Now before you ask, social media is not the panacea. Social media is not the missing link in the 360 degree view. Yes, of course you can supplement CRM data with social data and yes, this can sometimes give you more of an indication as to who the customer really is and what they really think. But, one of the dangers I see with adding social data to CRM is that it can make marketers act like kids in a candy store and it can perpetuate inside-out thinking. With so much data to slice and dice, it becomes even easier to perform a segmentation and blast more and more inside-out offers at customers (people aged 21-25, living in NYC, who wrote a product review of an MP3 player in the last month, who clicked on an add must surely want a targeted email offer for a pair of headphones so let’s keep spamming them???).

A harder position to take, but in my view, one that can yield better results (in the form of long terms profitable, win-win relationships) is one that seeks first to understand the things customers value, the journeys they go through and the critical moments of truth within those journeys. Second, to acknowledge that you can’t control how a customer thinks, feels, buys, complains but you can give customers tools to help them create value for themselves and you can sense, respond and fix things when they go wrong. When I first heard the story of the Swiss bank all those years ago the simplicity of listening to customers, rather then making assumptions about them stuck with me. Today, we are awash with data, the challenge is in how we use it.

Republished with author's permission from original post.

Laurence Buchanan
Laurence is CEO of EY Seren and leads EY’s global Customer & Growth practice. He works with clients to help them re-imagine growth through human-centered design, innovation and the transformation of Marketing, Sales & Customer Service functions. He is a recognized authority on digital transformation, customer experience and CRM, he has worked across a wide range of sectors, including telco, media, life sciences, retail and sports. He received an MA in Modern History from the University of Oxford.


  1. Laurence, I remember those sales pitches too!

    To be fair, the idea of a 360-degree view was proposed at a time when marketing, sales and customer service departments each had their own silos of technology and customer information. So CRM sales reps were fond of the story about the sales call when the rep was blindsided by the customer about a service problem.

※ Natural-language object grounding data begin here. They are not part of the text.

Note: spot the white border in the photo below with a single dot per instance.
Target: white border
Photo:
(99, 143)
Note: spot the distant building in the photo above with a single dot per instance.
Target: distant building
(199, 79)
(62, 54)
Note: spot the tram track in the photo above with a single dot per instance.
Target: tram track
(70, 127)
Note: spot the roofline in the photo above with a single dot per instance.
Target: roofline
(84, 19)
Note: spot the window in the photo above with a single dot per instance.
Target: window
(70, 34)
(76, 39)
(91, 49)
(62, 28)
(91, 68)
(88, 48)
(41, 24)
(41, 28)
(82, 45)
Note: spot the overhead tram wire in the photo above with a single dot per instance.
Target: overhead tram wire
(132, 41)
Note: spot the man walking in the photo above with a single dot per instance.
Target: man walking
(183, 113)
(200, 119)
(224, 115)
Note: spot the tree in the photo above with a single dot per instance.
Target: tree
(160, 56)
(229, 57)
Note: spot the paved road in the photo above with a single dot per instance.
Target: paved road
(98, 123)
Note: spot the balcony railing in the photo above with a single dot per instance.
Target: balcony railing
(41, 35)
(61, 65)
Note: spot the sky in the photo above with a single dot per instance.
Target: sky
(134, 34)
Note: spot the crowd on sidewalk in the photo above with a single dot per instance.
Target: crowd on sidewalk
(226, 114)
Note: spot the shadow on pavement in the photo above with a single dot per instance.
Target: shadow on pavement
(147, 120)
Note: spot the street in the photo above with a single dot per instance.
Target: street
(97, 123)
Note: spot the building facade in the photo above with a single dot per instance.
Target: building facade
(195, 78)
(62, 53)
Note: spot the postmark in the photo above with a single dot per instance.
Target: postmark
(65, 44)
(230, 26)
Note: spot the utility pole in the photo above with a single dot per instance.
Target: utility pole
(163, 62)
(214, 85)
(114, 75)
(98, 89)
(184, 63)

    The solution: CRM! With one database of customer data, the problem is solved, right? Sorry, but no. To this day, despite the growth of multi-function CRM suites, customer data is still scattered around, and now we have social and other new forms to consider.

    To my mind, having a more complete view of the customer is a good idea. But as you’ve pointed out, in this era of Big Data it’s impossible to know everything. And more to the point, it’s not worth it.

    Taking a customer-centric view and understanding what customers really value first will lead to a more effective plan to capture and use customer information. The marriage of CEM and CRM is what great companies do.